Ad. Fikcyjnefakty15/2020 (458)
Szanowna Pani Małgorzato
To ciekawy problem - jak dalece jakość przekazu medialnego warunkowana jest czynnikiem finansowym (np. reklamy), zaprogramowanym zyskiem natury politycznej (sprzyjanie danej opcji politycznej wynikający z faktu do kogo np. dana stacja telewizyjna należy), a jak dalece związana jest ze zwykłą butą i poczuciem wyższości twórców tych przekazów medialnych. W zasadzie, dla nas – konsumentów owej papki informacyjno-kulturalno-rozrywkowej, nie ma większego znaczenia, które z tych czynników odgrywają najważniejszą rolę. Mamy tę papkę po prostu wchłonąć bez zbytniego przeżuwania.
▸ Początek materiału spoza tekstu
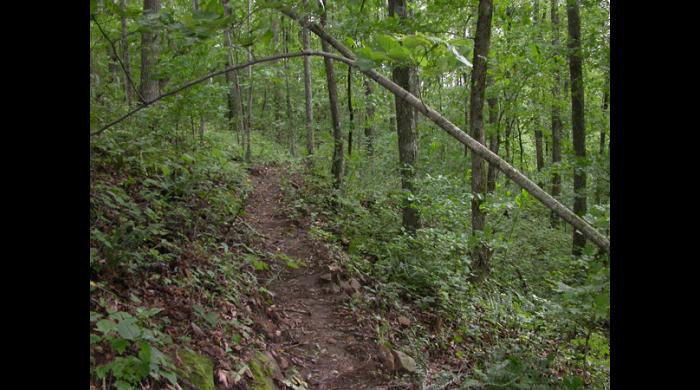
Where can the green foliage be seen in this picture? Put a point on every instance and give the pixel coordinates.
(134, 344)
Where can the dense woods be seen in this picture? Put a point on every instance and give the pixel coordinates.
(357, 194)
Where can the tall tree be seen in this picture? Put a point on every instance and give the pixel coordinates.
(351, 112)
(577, 117)
(249, 111)
(307, 92)
(126, 58)
(149, 55)
(337, 164)
(290, 123)
(539, 155)
(405, 126)
(236, 119)
(494, 136)
(557, 125)
(482, 41)
(369, 117)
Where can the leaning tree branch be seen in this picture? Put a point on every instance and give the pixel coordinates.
(220, 72)
(116, 55)
(482, 151)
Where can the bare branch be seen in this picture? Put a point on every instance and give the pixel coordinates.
(220, 72)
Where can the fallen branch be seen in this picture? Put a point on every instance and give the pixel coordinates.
(217, 73)
(481, 150)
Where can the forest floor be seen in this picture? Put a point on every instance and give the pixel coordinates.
(310, 325)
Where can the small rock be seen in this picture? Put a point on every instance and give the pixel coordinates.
(197, 330)
(404, 361)
(355, 285)
(404, 321)
(386, 357)
(283, 363)
(345, 286)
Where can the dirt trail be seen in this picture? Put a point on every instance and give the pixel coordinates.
(309, 324)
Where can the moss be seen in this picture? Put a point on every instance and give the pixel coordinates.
(196, 369)
(263, 369)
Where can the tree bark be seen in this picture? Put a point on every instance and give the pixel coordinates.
(307, 93)
(337, 164)
(494, 141)
(577, 118)
(369, 109)
(539, 155)
(249, 111)
(406, 129)
(523, 181)
(601, 147)
(149, 55)
(236, 121)
(290, 123)
(482, 42)
(350, 111)
(557, 125)
(126, 58)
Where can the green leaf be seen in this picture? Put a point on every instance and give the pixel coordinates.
(459, 56)
(265, 38)
(106, 326)
(400, 53)
(414, 41)
(128, 329)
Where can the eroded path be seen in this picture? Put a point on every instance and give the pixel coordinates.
(310, 326)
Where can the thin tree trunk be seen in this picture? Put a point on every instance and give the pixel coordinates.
(307, 93)
(494, 141)
(454, 131)
(126, 58)
(149, 55)
(557, 125)
(406, 128)
(601, 148)
(337, 164)
(290, 123)
(369, 126)
(350, 111)
(249, 111)
(482, 42)
(466, 109)
(234, 92)
(276, 92)
(577, 118)
(539, 155)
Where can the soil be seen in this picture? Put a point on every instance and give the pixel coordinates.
(309, 324)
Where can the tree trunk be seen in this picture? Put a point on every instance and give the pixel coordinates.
(149, 55)
(350, 111)
(290, 122)
(557, 125)
(601, 149)
(337, 165)
(516, 176)
(406, 128)
(249, 111)
(577, 118)
(369, 126)
(482, 42)
(236, 122)
(539, 155)
(307, 93)
(494, 141)
(466, 109)
(126, 58)
(276, 91)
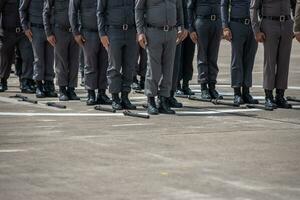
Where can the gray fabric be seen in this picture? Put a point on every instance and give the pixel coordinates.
(234, 9)
(7, 53)
(172, 9)
(209, 33)
(114, 12)
(66, 58)
(43, 56)
(277, 51)
(31, 11)
(95, 57)
(122, 59)
(161, 54)
(201, 8)
(243, 53)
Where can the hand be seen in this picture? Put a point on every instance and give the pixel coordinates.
(105, 41)
(29, 34)
(194, 37)
(79, 39)
(142, 40)
(52, 40)
(260, 37)
(297, 36)
(227, 34)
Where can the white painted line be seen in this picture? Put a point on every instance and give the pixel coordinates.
(11, 150)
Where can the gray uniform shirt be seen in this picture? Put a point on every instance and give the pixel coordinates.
(269, 8)
(114, 12)
(31, 11)
(158, 13)
(55, 12)
(201, 8)
(234, 9)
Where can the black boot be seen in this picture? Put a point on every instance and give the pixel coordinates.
(173, 103)
(25, 88)
(91, 98)
(238, 96)
(125, 102)
(71, 94)
(164, 106)
(205, 94)
(152, 109)
(213, 92)
(116, 102)
(50, 89)
(39, 92)
(63, 96)
(3, 85)
(186, 89)
(281, 102)
(269, 104)
(102, 98)
(247, 97)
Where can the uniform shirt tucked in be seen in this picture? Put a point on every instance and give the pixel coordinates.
(201, 8)
(114, 12)
(158, 13)
(234, 9)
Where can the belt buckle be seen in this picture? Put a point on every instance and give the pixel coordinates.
(166, 28)
(282, 18)
(125, 27)
(18, 30)
(213, 18)
(247, 21)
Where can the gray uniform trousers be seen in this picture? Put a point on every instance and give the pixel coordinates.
(66, 58)
(122, 54)
(243, 51)
(7, 54)
(43, 65)
(277, 51)
(95, 57)
(161, 54)
(209, 37)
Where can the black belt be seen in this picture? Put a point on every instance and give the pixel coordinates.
(15, 30)
(165, 28)
(210, 17)
(245, 21)
(64, 28)
(37, 25)
(281, 18)
(123, 27)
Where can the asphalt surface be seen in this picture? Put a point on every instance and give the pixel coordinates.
(205, 152)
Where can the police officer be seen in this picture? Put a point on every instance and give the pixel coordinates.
(157, 33)
(206, 30)
(275, 31)
(59, 35)
(117, 31)
(12, 38)
(83, 19)
(237, 29)
(31, 14)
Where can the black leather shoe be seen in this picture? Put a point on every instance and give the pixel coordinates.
(173, 103)
(91, 101)
(50, 89)
(71, 94)
(39, 92)
(125, 102)
(116, 102)
(63, 96)
(280, 101)
(152, 109)
(164, 106)
(102, 98)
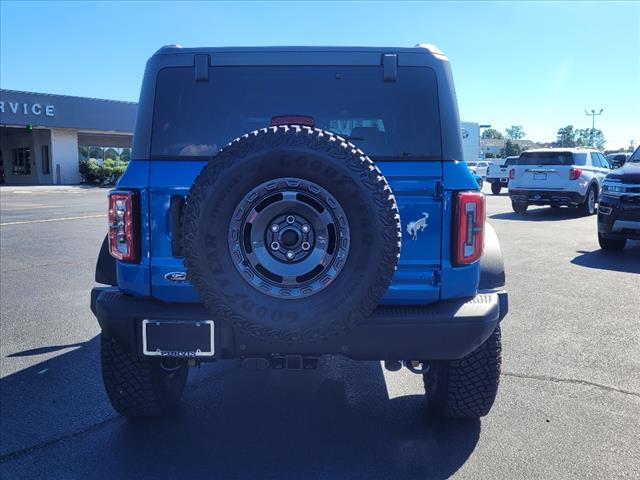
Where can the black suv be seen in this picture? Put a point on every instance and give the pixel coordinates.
(619, 205)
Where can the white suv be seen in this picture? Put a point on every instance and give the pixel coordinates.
(479, 168)
(556, 177)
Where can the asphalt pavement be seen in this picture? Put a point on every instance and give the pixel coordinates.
(568, 405)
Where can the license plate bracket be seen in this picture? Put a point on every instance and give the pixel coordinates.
(172, 338)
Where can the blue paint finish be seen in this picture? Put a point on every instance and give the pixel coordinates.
(457, 176)
(414, 186)
(169, 178)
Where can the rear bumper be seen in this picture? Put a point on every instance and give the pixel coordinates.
(545, 197)
(500, 180)
(618, 217)
(445, 330)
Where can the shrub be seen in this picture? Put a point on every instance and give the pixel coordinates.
(90, 171)
(105, 173)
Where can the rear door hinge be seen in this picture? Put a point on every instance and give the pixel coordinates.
(438, 190)
(437, 277)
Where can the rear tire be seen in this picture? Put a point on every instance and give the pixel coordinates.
(612, 244)
(519, 207)
(465, 388)
(588, 207)
(140, 386)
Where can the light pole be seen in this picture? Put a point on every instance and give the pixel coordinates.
(593, 115)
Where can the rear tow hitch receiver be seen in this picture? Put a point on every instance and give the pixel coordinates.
(415, 366)
(281, 362)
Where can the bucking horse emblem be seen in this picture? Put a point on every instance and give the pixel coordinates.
(417, 226)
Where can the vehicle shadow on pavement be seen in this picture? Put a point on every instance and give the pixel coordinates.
(627, 261)
(337, 422)
(540, 214)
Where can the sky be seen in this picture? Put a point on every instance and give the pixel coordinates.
(535, 64)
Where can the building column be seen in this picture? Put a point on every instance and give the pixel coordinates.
(64, 156)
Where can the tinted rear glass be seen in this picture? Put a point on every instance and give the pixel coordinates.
(385, 119)
(546, 158)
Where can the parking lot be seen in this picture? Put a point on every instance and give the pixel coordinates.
(568, 406)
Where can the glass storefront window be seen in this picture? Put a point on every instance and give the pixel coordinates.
(22, 161)
(100, 154)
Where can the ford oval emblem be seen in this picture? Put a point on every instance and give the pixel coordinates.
(177, 277)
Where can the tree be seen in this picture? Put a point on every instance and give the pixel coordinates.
(111, 153)
(590, 137)
(515, 132)
(492, 133)
(511, 149)
(566, 137)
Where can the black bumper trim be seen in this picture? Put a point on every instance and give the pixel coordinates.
(543, 197)
(445, 330)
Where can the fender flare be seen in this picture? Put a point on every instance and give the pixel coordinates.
(491, 264)
(106, 266)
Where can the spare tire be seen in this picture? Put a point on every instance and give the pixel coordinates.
(292, 234)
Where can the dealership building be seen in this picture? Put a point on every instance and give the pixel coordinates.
(43, 137)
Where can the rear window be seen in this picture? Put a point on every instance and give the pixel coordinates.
(546, 158)
(385, 119)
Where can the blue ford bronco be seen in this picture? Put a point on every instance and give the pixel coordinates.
(287, 203)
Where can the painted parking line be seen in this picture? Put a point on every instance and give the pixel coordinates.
(47, 220)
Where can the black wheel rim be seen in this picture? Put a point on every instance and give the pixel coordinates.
(289, 238)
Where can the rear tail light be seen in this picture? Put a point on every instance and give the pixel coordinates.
(123, 226)
(574, 173)
(469, 224)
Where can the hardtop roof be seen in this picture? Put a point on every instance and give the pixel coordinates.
(421, 48)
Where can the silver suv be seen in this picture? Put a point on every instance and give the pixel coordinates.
(557, 177)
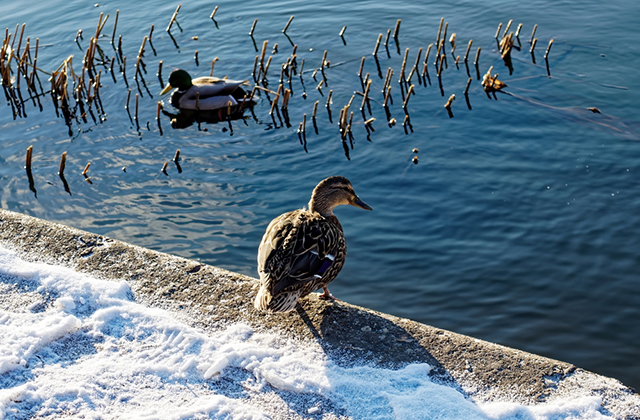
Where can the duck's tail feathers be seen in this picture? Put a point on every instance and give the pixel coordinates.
(282, 302)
Spośród tych trzech czynników, chyba ten ostatni jest mocno niedoceniany. Słuchając wypowiedzi dziennikarzy i wszelkiej maści komentatorów, „nadawanych” przez stacje telewizyjne, nieodparcie nasuwa się jedna konstatacja – traktują nas jak idiotów. Jednak są i dobre strony tej sytuacji - ci „dziennikarze” w swojej bucie i poczuciu„ że tylko oni są w stanie pojąć ten świat”, tracą czasami swoją „rewolucyjną” czujność i ku naszemu zaskoczeniu i naszej uciesze „chlapną” prawdą. Właśnie w takich momentach jest miejsce byśmy i my wykazali się „czujnością rewolucyjną” i z tego kłamliwego jazgotu potrafili te strzępy prawdy rozpoznać i wyłowić. Ćwiczmy tę zdolność, byśmy jej nie zatracili, bo nadchodzą takie czasy, że będzie ona nam bardzo przydatna.